Haiti – Escócia (Copa do Mundo 2026)
Duelo bem “exótico” na chave da seleção brasileira. Depois de longas ausências, Haiti (52 anos) e Escócia (28) voltam ao maior palco global de seleções e têm encontro agendado para as 22 horas (horário de Brasília) de 13 de junho no Gillette Stadium, em Foxborough, Massachusetts. O favoritismo pende, naturalmente, para o lado da “Tartan Army”.
Análise Haiti
A participação haitiana nessa Copa do Mundo 2026 funcionará, para milhares de haitianos, como um ténue escape à dura realidade que assola o país, cujo quotidiano tem sido marcado por graves episódios de violência.
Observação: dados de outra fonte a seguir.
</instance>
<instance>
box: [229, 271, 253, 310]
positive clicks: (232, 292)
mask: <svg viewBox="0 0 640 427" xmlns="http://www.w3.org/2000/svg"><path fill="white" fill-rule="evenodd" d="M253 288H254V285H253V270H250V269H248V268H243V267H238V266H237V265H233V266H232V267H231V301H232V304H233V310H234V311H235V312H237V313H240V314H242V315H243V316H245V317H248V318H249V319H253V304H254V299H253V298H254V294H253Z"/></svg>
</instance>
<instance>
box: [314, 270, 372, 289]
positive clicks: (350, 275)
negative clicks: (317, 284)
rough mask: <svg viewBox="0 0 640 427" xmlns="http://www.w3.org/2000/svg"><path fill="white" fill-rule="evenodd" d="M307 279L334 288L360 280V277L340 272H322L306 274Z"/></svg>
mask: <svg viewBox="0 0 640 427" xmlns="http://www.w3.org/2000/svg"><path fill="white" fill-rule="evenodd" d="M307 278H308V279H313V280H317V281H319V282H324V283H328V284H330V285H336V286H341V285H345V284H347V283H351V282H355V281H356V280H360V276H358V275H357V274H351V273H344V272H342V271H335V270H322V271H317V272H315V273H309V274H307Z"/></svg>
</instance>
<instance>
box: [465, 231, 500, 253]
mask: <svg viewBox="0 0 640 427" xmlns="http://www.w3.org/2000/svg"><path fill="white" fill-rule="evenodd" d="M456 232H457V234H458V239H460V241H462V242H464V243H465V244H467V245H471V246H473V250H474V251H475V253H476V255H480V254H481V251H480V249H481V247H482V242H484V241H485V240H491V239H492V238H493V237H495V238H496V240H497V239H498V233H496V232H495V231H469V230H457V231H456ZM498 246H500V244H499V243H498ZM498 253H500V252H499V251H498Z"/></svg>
Nos Estados Unidos da América, os “Grenadiers” de tudo farão para se superarem e, desse modo, melhor representarem seu povo.
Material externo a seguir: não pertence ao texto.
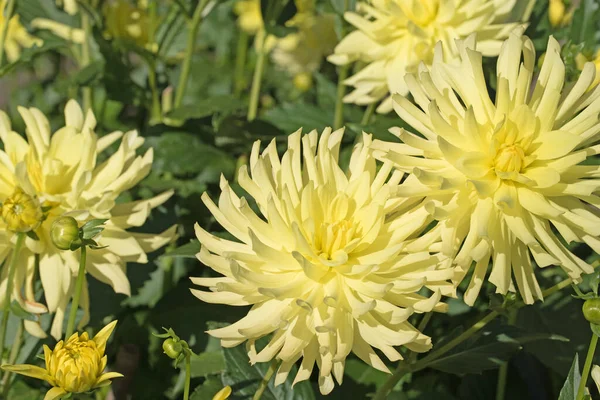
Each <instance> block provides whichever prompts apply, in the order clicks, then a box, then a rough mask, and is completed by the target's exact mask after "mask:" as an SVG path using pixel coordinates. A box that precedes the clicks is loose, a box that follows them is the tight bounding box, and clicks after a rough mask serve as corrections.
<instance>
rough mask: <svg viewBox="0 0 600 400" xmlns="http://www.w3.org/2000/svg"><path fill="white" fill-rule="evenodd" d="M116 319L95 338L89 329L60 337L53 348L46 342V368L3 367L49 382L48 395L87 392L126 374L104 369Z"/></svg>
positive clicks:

Sébastién Migné tem sob suas ordens aquela que é uma das seleções pior cotadas da competição e que, sem surpresas, veste a pele de “azarão” nesse Grupo C. Jean-Ricner Bellegarde (Wolverhampton) e Wilson Isidor (Sunderland) são os dois rostos mais mediáticos de uma equipe cuja maioria dos jogadores atua ou nas divisões secundárias dos principais campeonatos europeus, ou em ligas periféricas.
Equipe que se destaca pela fisicalidade, o Haiti procurará equilibrar forças e suprimir as dificuldades técnicas e táticas por essa via, mas arriscamos afirmar que dificilmente conseguirá pontuar nesse Grupo C, consideração que tecemos tendo também em conta as qualidades dos três adversários que vai ter pela frente.
Do ponto de vista estratégico, a expetativa é a de uma equipe muito vertical, apostada em explorar a transição e que procurará com toda a certeza potenciar a capacidade de explosão dos seus jogadores dos corredores, com os laterais a desempenharem um importante papel nas chegadas à frente.
Na Copa do Mundo de 1974, o Haiti perdeu os três jogos que disputou, sofreu 14 gols e marcou apenas dois.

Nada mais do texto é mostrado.